Cooking the perfect turkey – Baking and basting
- Create the perfect tray – Lining the bottom of a baking tray with an array of vegetables such as onions, celery, carrots, and garlic is a great way to add extra flavor to the turkey. It also will add more flavors to the juices that run out of the bird and will form your gravy, as well as provide an easy way of keeping the bird off the bottom of the tray allowing for the circulation of air that will help to crisp up your turkey’s skin.
- Get that oven hot hot hot – For perfectly crispy, browned skin, make sure you’re putting your turkey into a preheated, hot oven. Start it around the 425-475 degrees mark for about 20 minutes and then reduce the heat to 350 degrees for the rest of the cooking time.
- To baste or not to baste – that is the controversy. As basting means continually opening the oven door, many people these days seem to steer clear of this technique in their turkey cooking method. If you’ve done the prep work and brined your turkey as well as coating it nicely in butter or oil then you’ll achieve moisture this way, but I also opt for basting my turkey a few times throughout the cooking process as well.

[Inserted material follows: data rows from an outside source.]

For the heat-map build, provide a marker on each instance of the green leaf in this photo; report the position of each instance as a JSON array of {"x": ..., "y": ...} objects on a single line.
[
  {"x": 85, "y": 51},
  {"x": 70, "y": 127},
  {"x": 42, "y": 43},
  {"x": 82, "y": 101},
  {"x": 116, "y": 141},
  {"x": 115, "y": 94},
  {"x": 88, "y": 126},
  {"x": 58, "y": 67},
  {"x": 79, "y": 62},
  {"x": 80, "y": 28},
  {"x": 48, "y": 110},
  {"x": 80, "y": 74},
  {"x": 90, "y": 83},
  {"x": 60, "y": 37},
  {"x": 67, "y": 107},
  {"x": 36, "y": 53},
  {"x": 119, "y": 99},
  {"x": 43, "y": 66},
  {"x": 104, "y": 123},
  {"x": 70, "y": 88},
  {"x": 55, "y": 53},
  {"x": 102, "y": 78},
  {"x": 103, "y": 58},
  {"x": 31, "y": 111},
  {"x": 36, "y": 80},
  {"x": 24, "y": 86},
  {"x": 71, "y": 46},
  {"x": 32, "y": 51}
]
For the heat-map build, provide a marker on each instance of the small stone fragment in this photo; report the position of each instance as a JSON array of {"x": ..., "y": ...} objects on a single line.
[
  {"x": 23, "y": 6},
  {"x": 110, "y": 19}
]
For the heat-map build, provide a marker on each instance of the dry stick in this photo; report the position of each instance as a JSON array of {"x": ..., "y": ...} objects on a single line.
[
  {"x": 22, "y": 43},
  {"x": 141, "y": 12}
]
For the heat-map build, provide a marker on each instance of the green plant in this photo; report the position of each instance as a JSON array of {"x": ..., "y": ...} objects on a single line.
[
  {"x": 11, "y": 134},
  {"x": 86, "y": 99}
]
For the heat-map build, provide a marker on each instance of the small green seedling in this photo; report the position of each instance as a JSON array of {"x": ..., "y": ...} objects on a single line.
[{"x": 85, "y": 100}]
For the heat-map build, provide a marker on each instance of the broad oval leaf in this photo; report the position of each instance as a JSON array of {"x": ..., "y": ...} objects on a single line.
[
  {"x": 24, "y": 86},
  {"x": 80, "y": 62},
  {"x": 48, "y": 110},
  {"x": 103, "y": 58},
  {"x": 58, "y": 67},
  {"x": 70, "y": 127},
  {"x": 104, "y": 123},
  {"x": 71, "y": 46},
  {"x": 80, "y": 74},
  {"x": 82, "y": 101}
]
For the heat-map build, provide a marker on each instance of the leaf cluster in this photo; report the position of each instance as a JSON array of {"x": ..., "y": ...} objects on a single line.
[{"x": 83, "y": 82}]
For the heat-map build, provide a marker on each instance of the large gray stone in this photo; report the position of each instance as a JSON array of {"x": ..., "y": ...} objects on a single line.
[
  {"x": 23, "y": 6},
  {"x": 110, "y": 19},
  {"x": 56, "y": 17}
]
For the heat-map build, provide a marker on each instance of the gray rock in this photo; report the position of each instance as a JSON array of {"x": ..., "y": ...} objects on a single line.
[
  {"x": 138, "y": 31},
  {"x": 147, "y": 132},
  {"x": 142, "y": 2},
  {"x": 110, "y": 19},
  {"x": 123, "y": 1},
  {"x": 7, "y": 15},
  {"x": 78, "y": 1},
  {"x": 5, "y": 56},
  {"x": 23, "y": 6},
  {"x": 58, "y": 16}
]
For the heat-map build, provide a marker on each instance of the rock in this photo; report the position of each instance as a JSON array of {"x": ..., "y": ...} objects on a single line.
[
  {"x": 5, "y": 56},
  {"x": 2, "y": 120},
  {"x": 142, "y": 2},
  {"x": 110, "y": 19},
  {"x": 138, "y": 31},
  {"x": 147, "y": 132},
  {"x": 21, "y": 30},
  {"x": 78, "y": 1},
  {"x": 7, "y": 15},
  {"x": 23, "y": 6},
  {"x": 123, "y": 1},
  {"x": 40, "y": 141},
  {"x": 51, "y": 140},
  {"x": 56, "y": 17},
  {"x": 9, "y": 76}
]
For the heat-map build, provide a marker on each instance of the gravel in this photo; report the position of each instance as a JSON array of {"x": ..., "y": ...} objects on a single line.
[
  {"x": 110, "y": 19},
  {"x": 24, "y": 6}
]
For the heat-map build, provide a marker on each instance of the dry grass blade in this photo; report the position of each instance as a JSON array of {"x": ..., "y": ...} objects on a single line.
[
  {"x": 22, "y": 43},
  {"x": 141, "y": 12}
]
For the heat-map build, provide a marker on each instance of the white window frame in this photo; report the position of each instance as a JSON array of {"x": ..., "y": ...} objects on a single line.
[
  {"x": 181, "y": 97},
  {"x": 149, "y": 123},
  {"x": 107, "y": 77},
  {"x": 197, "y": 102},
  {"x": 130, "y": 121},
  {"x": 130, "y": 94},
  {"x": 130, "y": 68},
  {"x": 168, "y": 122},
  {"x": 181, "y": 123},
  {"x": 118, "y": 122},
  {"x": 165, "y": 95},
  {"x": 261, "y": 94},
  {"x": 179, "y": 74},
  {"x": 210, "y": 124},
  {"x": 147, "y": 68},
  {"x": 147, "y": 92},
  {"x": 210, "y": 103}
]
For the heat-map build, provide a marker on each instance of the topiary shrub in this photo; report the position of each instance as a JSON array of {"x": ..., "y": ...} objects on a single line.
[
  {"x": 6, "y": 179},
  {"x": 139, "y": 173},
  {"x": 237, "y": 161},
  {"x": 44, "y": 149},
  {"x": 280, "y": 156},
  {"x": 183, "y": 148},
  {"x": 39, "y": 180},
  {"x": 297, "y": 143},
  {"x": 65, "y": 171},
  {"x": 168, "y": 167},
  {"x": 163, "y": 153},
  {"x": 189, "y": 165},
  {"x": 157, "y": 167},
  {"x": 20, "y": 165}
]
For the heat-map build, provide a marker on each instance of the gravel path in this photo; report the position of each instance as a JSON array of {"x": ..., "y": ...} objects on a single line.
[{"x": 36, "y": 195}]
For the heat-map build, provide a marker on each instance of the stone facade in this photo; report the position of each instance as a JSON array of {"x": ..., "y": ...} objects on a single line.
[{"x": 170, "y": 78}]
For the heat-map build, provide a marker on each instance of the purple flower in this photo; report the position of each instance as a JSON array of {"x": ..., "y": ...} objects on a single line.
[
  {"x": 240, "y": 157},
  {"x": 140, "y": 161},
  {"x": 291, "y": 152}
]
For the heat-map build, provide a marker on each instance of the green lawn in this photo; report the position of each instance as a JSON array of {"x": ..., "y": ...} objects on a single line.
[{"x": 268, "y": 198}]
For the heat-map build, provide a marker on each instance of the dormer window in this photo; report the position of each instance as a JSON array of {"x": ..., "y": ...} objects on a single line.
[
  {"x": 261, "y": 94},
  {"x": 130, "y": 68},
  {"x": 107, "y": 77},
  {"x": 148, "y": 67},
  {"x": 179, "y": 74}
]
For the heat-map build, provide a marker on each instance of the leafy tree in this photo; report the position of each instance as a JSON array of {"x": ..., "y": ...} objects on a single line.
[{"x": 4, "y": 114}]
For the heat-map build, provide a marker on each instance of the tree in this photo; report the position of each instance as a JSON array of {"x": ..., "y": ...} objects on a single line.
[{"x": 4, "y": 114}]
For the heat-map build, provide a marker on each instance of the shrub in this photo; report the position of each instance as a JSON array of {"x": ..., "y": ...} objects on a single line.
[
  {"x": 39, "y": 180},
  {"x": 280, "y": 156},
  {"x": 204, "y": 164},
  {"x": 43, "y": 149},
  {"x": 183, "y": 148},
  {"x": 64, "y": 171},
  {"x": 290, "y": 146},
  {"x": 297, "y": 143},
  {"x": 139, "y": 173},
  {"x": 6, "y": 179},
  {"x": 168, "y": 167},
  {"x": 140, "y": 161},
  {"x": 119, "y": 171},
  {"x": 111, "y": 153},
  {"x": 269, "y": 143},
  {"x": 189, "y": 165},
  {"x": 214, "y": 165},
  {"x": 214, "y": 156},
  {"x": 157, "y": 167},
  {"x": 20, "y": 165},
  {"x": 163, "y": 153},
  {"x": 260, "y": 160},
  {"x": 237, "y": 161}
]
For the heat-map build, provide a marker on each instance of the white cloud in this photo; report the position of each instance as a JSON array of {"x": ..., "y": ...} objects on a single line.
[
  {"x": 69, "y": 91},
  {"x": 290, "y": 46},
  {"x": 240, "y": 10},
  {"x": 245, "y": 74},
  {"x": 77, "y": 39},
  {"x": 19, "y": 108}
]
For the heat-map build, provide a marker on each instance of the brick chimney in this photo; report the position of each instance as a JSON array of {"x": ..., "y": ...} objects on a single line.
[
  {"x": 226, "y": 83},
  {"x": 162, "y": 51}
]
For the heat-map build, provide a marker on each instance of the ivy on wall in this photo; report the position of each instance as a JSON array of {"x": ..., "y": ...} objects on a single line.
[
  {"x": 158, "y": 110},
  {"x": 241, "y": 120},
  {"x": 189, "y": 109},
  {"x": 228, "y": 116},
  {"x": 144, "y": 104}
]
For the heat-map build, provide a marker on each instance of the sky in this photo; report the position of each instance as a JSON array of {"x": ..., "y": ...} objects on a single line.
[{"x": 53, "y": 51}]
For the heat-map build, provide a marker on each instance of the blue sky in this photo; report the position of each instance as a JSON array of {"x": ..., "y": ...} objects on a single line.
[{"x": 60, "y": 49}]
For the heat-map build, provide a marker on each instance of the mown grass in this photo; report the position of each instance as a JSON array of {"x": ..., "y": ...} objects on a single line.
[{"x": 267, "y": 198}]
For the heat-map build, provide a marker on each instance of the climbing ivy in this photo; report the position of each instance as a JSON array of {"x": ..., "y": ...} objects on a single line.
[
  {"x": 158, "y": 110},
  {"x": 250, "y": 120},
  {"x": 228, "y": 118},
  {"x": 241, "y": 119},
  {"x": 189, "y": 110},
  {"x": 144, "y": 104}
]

- Take it out at the right time and let it rest – A meat thermometer really is a good investment when it comes to making sure your bird is cooked all the way through. Insert into the thickest part of the turkey which is normally around the thigh – 165 degrees means it’s done. As with when you’re roasting any meat, resting is so important as it helps to lock all the juices in the meat as it reduces in temperature. Cover the bird with foil and let it rest for at least 15 minutes before carving. Also, remember that your turkey will continue to cook during this time as well.